My fantasy world stuff is more like a bunch of 'what-ifs', with many of them as part of a larger chain of developments. That said, I have adapted a pretty well-known trope from sci-fi, but I've re-purposed it for my fantasy setting.
 

JBCrowson

Inkling
I have some elements of Speculative Evolution - for example my arthropod derived races are too bulky to work like RW bugs - gas diffusion from tracheoles in each segment of their bodies. So they have a circulatory system to carry absorbed gases away from their tracheoles to the areas too far away for diffusion to work. It makes them impossible to smother unless you cover pretty much all the tracheoles down both sides of their bodies. At no point (yet) has any of that needed to be described in any of the bits I've written, but I wanted to know how their physiology worked for my self.
Another example is a desert plant with a nasty means of self dispersal. It injects spores into the flesh of any creature that touches it, which germinate, spread through the creature killing it. The spores then have a nutrition source to grow a new plant. The time taken to die means the victim has wondered far enough away that the new plant isn't competing for scarce resources with its parent.
 

Devor

Fiery Keeper of the Hat
Moderator
I’ve definitely thought about it, but… I don’t know if anything I’m using really counts. I add in magic, and then speculate.

For example, I have a variety of creatures that feed on rotting magic. There’s a powerful dead magic being buried somewhere, so that whole region is infested with these creatures. They all have the same set of magic traits, but the physical evolved differences make the six or so different creatures unique.

I do a lot of that kind of thing.
 

Devor

Fiery Keeper of the Hat
Moderator
That sounds like an MMO, Devor.
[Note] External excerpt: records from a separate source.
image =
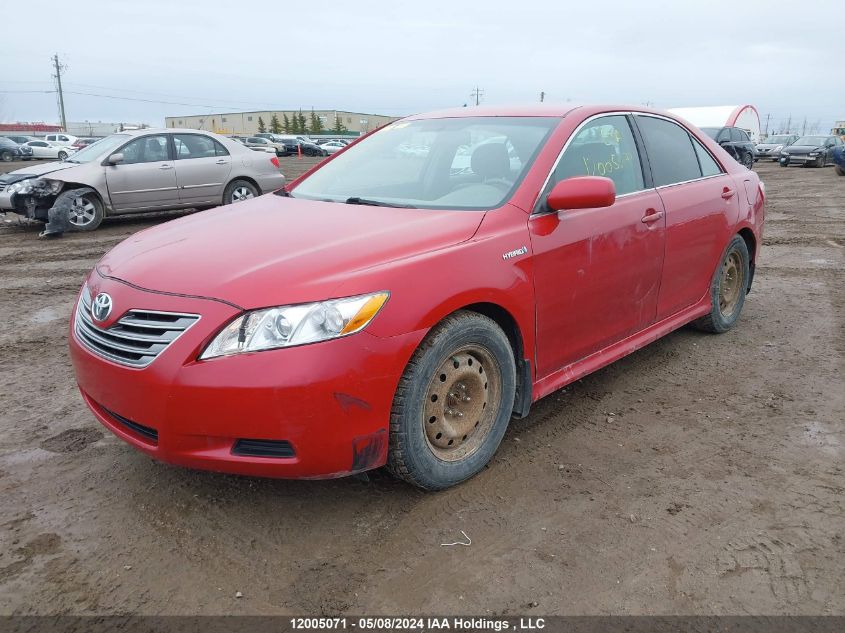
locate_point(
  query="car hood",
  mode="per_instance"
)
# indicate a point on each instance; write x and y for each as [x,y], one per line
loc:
[801,149]
[274,250]
[35,171]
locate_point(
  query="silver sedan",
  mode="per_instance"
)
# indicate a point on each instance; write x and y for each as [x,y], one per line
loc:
[137,171]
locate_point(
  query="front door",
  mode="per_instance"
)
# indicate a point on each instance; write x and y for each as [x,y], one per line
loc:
[146,178]
[597,271]
[202,169]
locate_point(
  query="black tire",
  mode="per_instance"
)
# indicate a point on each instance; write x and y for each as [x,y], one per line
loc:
[239,190]
[458,340]
[82,207]
[722,318]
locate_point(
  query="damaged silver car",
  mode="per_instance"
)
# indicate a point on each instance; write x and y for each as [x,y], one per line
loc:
[138,171]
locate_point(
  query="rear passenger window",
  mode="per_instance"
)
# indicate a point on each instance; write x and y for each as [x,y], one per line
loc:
[709,167]
[670,151]
[603,147]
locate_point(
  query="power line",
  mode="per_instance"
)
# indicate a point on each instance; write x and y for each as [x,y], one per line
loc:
[58,77]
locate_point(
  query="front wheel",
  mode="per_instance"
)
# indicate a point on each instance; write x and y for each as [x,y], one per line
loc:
[727,289]
[239,190]
[453,403]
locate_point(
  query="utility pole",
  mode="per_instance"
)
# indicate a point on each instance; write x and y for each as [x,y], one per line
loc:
[476,94]
[58,77]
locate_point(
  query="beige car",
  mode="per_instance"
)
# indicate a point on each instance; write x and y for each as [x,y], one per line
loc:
[138,171]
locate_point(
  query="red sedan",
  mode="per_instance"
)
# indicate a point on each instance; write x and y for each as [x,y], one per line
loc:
[398,304]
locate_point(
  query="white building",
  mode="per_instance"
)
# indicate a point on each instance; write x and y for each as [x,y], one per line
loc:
[742,116]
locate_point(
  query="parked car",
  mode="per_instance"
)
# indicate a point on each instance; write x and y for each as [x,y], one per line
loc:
[735,141]
[263,145]
[50,149]
[141,170]
[330,147]
[812,150]
[61,138]
[21,140]
[9,150]
[839,159]
[772,146]
[323,331]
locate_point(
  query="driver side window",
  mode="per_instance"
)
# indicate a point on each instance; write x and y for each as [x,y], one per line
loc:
[603,147]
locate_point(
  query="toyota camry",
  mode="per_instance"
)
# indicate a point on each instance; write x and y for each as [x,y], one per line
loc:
[398,309]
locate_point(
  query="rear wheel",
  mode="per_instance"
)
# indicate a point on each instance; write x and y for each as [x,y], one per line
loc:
[453,403]
[727,289]
[238,191]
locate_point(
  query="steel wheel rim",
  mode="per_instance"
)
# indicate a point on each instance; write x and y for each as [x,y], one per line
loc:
[731,284]
[462,402]
[242,193]
[82,212]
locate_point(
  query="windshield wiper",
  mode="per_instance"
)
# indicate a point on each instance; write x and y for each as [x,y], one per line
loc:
[377,203]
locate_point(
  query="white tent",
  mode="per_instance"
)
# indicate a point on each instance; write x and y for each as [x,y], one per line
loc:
[744,116]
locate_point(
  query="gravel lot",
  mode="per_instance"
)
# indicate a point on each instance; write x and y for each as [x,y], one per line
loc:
[703,474]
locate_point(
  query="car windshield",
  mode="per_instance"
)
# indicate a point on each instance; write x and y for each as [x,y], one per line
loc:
[455,163]
[98,149]
[811,140]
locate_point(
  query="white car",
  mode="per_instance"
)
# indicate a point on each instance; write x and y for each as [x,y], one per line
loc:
[61,138]
[50,149]
[333,146]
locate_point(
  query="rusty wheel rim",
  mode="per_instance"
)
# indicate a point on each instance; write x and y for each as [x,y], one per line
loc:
[731,284]
[462,403]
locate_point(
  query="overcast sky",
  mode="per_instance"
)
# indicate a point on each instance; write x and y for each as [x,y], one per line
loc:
[400,58]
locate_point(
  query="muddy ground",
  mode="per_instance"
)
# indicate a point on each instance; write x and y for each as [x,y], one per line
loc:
[703,474]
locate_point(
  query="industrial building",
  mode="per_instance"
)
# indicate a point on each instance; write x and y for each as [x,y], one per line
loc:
[246,123]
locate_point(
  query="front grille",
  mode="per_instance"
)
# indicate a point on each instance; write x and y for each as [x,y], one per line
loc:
[136,339]
[263,448]
[146,432]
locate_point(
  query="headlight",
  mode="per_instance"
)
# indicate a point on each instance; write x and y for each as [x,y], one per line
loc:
[288,326]
[41,185]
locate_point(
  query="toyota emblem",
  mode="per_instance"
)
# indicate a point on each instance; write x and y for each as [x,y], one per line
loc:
[101,308]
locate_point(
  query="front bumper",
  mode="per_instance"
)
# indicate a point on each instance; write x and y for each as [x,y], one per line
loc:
[330,401]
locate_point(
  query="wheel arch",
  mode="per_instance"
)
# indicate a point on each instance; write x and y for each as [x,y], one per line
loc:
[751,243]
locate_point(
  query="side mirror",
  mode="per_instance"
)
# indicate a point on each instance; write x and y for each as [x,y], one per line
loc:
[582,192]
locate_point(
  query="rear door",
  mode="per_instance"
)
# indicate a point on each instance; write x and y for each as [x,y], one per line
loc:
[701,202]
[202,168]
[146,178]
[596,271]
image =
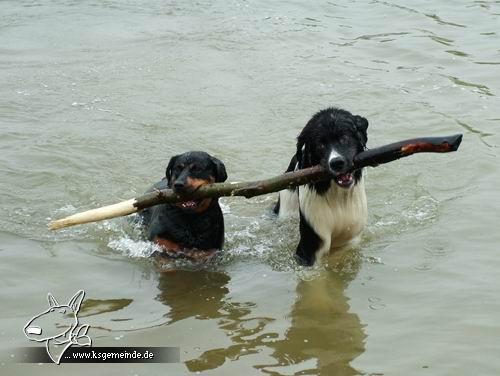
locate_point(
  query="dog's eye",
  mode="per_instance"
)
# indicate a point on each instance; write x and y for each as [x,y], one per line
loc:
[344,140]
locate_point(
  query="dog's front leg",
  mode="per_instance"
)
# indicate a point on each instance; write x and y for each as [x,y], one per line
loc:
[311,245]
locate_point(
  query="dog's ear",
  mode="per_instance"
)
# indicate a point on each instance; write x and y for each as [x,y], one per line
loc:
[361,127]
[168,171]
[220,170]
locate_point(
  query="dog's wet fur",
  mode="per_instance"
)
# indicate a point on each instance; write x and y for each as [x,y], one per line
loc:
[331,212]
[192,229]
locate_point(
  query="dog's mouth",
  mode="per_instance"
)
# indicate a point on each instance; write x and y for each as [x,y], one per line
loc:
[189,205]
[344,180]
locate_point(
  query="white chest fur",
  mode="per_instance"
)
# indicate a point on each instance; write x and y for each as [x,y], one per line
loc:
[337,216]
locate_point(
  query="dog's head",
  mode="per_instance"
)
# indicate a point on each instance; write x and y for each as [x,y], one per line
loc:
[332,138]
[188,171]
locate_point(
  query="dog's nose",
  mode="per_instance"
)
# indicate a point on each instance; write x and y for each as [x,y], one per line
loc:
[338,164]
[178,185]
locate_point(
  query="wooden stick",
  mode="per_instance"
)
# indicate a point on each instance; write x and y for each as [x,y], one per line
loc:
[372,157]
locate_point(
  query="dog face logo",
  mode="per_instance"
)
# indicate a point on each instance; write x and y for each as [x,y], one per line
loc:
[58,327]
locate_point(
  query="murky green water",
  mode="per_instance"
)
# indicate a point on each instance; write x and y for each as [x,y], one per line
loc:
[95,97]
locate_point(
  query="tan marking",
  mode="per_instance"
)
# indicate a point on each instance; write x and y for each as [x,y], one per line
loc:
[172,247]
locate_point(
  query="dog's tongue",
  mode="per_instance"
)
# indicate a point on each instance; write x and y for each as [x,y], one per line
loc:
[188,204]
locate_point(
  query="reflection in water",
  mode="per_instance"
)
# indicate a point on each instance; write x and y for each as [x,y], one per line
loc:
[323,337]
[201,294]
[197,293]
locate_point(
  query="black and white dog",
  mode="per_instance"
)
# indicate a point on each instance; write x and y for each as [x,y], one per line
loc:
[333,212]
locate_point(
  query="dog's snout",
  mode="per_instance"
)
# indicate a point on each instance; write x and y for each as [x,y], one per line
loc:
[338,164]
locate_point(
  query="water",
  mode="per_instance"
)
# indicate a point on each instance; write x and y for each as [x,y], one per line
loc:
[97,95]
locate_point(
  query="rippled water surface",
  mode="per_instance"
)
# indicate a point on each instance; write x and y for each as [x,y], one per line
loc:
[97,95]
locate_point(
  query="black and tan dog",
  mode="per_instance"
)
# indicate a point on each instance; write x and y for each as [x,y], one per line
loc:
[191,229]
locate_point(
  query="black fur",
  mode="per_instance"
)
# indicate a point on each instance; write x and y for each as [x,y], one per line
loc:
[187,228]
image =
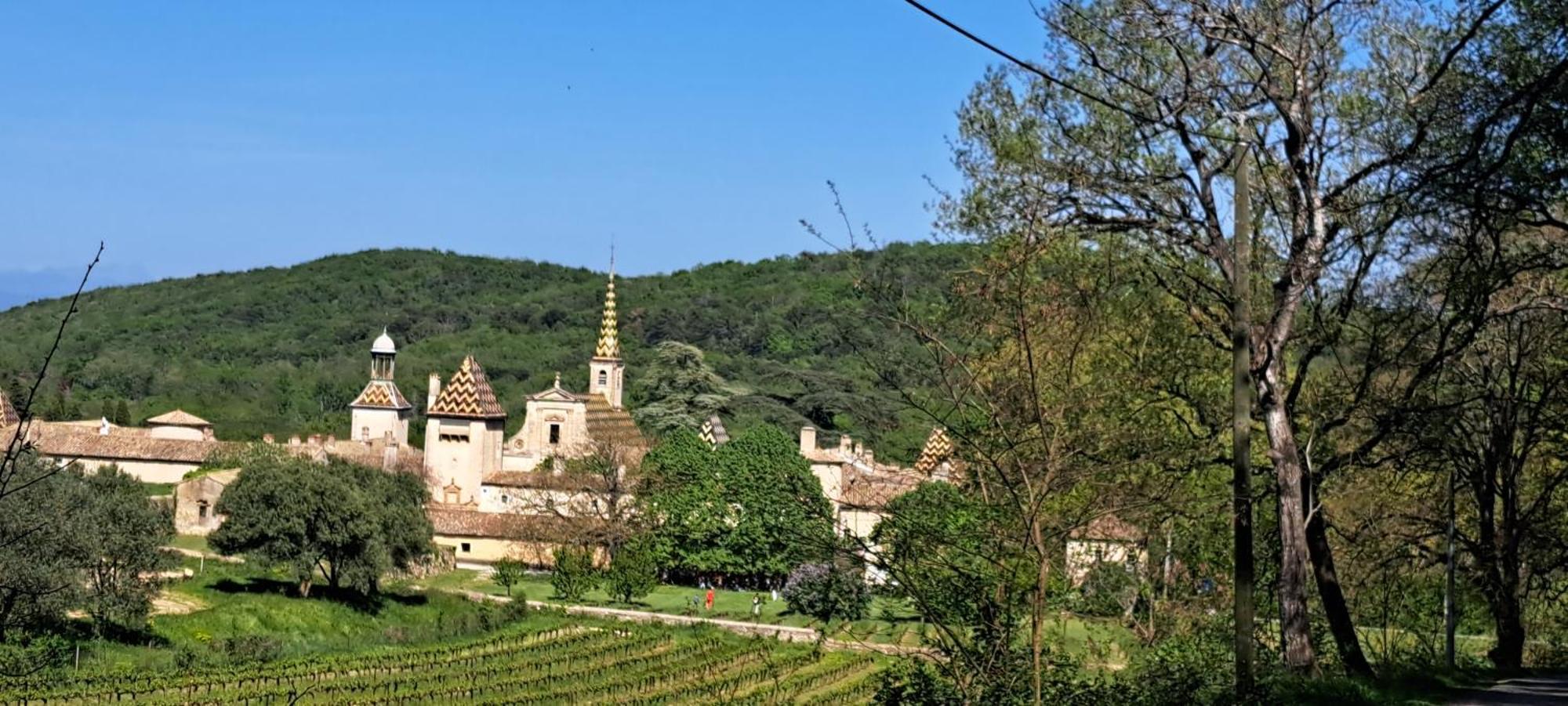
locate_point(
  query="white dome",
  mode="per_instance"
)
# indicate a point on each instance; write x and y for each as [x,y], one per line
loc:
[383,344]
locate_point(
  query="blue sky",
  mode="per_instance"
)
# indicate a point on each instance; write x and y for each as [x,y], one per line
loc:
[203,137]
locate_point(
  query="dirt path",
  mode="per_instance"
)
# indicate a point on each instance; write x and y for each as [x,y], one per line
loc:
[766,629]
[1522,690]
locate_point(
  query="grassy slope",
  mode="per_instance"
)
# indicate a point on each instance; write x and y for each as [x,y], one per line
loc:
[285,350]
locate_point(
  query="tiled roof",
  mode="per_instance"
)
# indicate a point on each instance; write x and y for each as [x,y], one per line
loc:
[71,443]
[611,425]
[546,480]
[9,416]
[714,432]
[938,447]
[382,394]
[180,418]
[877,488]
[468,394]
[1108,527]
[457,521]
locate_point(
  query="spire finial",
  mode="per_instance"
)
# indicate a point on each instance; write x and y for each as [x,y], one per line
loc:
[609,338]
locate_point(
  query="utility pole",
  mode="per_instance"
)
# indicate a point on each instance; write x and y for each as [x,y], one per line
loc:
[1243,425]
[1450,614]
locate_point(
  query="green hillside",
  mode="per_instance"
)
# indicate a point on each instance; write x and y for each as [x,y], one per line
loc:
[286,350]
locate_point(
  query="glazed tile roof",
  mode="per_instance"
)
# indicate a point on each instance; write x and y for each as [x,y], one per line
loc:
[382,394]
[468,394]
[457,521]
[180,418]
[609,338]
[938,447]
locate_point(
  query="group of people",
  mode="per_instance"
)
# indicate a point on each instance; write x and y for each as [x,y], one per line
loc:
[706,599]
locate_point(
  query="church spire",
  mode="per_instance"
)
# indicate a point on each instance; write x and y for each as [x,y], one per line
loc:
[609,338]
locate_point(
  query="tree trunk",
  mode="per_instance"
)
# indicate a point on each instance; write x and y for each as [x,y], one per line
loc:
[1294,626]
[1509,653]
[1334,595]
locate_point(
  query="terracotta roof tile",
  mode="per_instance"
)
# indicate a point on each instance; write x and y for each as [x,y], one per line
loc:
[180,418]
[382,394]
[457,521]
[70,443]
[468,394]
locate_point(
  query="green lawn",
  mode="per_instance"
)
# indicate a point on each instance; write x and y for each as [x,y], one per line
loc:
[239,601]
[890,620]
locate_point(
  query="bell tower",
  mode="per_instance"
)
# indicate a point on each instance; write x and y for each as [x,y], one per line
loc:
[606,369]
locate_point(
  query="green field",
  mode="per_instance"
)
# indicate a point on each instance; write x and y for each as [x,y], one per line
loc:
[546,657]
[890,621]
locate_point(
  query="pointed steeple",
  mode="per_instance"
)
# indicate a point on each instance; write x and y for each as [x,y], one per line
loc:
[609,336]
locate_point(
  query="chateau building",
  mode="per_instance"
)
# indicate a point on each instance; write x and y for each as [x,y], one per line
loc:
[495,496]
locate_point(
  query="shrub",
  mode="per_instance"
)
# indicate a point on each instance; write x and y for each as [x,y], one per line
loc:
[507,573]
[575,573]
[827,592]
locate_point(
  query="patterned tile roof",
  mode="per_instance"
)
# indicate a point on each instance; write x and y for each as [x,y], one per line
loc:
[938,447]
[609,338]
[714,432]
[468,394]
[180,418]
[382,394]
[9,416]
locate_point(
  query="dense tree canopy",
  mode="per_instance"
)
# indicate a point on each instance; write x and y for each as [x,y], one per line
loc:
[346,521]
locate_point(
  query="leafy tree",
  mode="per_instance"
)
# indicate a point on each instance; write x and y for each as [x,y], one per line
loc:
[684,502]
[680,389]
[123,537]
[829,590]
[40,554]
[777,512]
[575,573]
[633,571]
[349,523]
[507,573]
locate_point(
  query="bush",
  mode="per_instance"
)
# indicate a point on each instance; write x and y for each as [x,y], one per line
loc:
[575,573]
[633,573]
[507,573]
[827,592]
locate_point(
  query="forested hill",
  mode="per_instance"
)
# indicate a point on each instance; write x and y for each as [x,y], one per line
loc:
[286,350]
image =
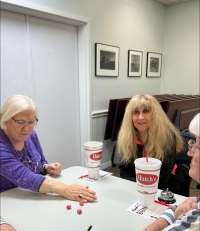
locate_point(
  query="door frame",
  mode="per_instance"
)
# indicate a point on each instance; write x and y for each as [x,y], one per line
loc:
[84,56]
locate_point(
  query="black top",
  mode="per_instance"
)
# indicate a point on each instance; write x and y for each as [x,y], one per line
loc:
[166,180]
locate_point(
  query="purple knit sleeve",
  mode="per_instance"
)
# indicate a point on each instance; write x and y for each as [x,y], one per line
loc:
[13,172]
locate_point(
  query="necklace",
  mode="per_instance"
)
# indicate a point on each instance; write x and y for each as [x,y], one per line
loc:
[23,156]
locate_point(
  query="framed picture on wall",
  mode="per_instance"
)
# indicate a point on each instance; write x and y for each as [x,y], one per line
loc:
[154,64]
[106,60]
[134,63]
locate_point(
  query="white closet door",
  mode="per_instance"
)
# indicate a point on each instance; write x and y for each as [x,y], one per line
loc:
[14,57]
[54,55]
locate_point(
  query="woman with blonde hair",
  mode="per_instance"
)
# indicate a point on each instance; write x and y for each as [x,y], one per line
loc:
[146,127]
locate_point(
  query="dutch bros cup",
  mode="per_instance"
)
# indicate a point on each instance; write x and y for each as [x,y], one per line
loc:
[147,177]
[93,156]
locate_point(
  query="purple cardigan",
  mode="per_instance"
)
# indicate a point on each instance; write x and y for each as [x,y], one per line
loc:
[13,172]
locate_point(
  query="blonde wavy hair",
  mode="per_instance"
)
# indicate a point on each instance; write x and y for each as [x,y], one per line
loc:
[161,134]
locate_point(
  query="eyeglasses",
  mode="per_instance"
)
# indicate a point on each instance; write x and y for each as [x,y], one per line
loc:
[22,123]
[191,144]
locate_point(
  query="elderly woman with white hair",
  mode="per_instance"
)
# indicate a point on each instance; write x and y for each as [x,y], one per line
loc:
[21,157]
[186,216]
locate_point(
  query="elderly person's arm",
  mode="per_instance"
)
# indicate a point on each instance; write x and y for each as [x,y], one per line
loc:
[157,225]
[71,192]
[169,217]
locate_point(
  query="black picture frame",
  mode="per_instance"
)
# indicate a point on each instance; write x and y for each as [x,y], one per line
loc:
[106,60]
[135,63]
[154,64]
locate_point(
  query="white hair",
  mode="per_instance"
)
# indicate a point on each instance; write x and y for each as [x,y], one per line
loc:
[194,126]
[14,105]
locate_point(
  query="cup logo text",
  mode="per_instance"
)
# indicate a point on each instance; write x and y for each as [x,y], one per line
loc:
[96,156]
[146,179]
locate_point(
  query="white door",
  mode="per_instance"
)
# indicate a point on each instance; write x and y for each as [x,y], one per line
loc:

Those things with basically no plot and entirely speculative evolution.

Yes? Kind of? If I had to list ten inspirations, World of Warcraft is on the list, and it’s the one which would make me think on spec evolution like this. A secret dream goal of mine is to have a video game take place after the books, and I kind of had that in mind at times when I designed the world.

But, the individual creatures are also based on cool Celtic legends, and they aren’t a big part of the setting. The story is planned for five books, where the first feels like a tight personal story, and it spirals into an epic fantasy as the series continues. Each book also explores a new aspect of Fairy magic, and the corrupted, rotted, and undead side of fairy magic is slated for book three, even though it exists and is hinted earlier.
 

pmmg

Myth Weaver
Looking up the term Speculative Evolution, I can say with some certainty, I do not use this in my own fiction. I do have something that might seem like this, in which there are much pits that kind of mutate the existing wildlife into much more dangerous foes. A large cat for instance being changed in that it was larger and had inky black tentacles on its back, but to satisfy Speculative Evolution, I would have to consider its biosphere and timelines and future evolution. I did not do any of that.